Pendant des années, les dispositions israéliennes militaires contre la population et les conflits internes palestiniens, qui ont ravagé la Cisjordanie et Gaza, ont fait que les investisseurs potentiels et les hommes d’affaires ont été forcés de mettre de côté leurs projets en attendant que les conditions soient favorables pour reconstruire la nation palestinienne. Aujourd’hui, avec l’espoir de voir naître un gouvernement palestinien viable et unifié, ces projets reviennent dans les titres des journaux y compris le projet d’une nouvelle ville palestinienne entre Ramallah et Jéricho pour un coût de 33 millions de dollars.

Selon Abdel Malik Jaber, directeur général du groupe Paltel, la ville projetée comprendrait 7.000 unités d’habitation pour loger près de 50.000 personnes avec des écoles, des centres de santé et des emplois pour des milliers de Palestiniens au chômage.

Le plan est pour le moins ambitieux et dépend d’une multitude de facteurs et de conditions. Tous les Palestiniens savent trop bien comment est fragile le moindre investissement dans les territoires palestiniens tant la situation politique est instable. Ils savent également que n’importe quelle somme d’argent entrant dans les territoires pourrait littéralement partir en fumée en un clin d’ ?il.

Ces leçons sont apprises depuis longtemps après la signature des accords d’oslo en 1993. Le défunt Président Yasser Arafat a fait, en 1994, une victoire de ce retour dans les territoires palestiniens après des années d’exil, apportant avec lui les espoirs de la liberté et du rêve tant attendu : une Palestine libre et indépendante.
Pendant les six années qui ont suivi, les perspectives pour une paix durable semblaient à première vue plus proches que jamais mais n’importe quelle personne qui aurait regardé à deux fois se serait rendue compte que les Palestiniens comme les Israéliens et la communauté internationale ne faisaient que créer une façade, qui ne tarderait pas à se briser autour de nous.

Alors que les Palestinien exilés commençaient à revenir dans leur mère patrie, que les investisseurs locaux et étrangers et les organismes internationaux d’aide commençaient à investir de l’argent dans ces territoires sans vie sans stabilité et sans prospérité économique, Israël créait ses propres faits accomplis sur le terrain. Sous le prétexte fallacieux que l’on était au « dernier quart d’heure » avant la libération, Israël érigeait plus de points de contrôle, élaborant soigneusement ses plans pour les jours qui arrivaient, plans qui évidemment ne tenaient pas compte de la création d’un état palestinien viable.

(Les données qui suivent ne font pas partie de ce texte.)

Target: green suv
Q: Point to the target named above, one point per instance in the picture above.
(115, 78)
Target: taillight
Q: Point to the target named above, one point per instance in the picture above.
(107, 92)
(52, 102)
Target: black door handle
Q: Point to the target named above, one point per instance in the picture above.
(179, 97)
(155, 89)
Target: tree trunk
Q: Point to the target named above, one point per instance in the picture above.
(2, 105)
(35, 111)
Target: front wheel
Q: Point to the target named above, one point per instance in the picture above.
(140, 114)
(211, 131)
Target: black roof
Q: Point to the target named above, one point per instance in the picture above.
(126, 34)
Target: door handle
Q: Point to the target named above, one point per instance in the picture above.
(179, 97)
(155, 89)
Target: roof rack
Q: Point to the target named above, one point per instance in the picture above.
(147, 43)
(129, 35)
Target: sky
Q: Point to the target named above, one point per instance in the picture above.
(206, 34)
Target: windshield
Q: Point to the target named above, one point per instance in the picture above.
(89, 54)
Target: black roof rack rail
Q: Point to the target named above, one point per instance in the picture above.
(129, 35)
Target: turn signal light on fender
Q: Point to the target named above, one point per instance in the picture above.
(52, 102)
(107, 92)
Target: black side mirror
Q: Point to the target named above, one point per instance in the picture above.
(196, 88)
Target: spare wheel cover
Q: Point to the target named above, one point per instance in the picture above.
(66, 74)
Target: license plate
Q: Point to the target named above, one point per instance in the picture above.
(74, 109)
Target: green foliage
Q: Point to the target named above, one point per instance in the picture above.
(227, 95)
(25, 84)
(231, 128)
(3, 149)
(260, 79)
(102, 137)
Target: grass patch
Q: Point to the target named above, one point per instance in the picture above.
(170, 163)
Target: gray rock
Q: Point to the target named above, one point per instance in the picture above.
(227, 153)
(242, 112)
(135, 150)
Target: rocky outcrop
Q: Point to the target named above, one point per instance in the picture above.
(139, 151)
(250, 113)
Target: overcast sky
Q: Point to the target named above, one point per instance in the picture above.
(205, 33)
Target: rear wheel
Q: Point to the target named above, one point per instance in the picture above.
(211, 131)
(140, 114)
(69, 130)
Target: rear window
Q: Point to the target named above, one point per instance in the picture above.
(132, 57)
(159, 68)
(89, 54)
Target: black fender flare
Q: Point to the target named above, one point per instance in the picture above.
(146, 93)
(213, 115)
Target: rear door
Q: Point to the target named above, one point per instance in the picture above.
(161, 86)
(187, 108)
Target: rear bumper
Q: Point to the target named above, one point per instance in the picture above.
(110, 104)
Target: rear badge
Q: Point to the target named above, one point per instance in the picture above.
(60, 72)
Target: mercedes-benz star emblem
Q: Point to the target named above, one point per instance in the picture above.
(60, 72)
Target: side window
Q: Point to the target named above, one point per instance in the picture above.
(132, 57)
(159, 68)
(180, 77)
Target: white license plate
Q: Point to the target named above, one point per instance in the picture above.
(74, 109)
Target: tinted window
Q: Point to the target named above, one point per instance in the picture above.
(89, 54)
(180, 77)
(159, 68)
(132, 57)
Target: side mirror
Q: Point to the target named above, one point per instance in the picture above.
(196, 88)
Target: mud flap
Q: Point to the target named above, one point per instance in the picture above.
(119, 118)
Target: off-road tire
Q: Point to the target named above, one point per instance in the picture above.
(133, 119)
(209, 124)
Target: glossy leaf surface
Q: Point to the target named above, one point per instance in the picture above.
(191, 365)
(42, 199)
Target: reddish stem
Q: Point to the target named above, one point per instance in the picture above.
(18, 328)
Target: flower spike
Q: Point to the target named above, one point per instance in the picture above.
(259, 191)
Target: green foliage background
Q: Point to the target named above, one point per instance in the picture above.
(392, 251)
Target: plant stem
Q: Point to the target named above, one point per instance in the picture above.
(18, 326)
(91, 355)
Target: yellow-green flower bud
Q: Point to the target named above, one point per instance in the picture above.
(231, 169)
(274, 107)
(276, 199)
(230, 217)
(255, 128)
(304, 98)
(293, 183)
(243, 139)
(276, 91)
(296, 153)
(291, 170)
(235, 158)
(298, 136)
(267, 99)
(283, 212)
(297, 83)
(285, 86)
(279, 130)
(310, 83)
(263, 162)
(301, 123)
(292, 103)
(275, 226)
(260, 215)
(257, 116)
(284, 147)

C’étaient les temps où les affaires florissaient et où les immeubles s’élevaient dans toute la Cisjordanie et Gaza. Des hôtels extravagants se construisaient, des restaurants ouvraient leurs portes et les projets américains et japonais se lançaient pour construire des écoles, pour paver les routes, et dans chaque recoin des territoires palestiniens, on trouvait des projets de décollage économique.

Cela a donné alors au peuple palestinien, un faux sentiment de sécurité. Des emplois ont été créés et des centaines de milliers d’autres ouvriers ont été autorisés à entrer en Israël pour travailler. Dans tout cela, les Palestiniens ont écouté leurs chefs croyant qu’ils étaient unis et pensant qu’ils étaient à l’abri d’un John Hancock.
Il a fallu un incident pour dissiper cette illusion. Le 28 septembre 2000, le Chef du Likud, Ariel Sharon, et ses 3.000 agents de sécurité marchèrent sur l’esplanade des mosquées et cela mit fin aux illusions des Palestiniens en ce qui concerne les vraies intentions israéliennes.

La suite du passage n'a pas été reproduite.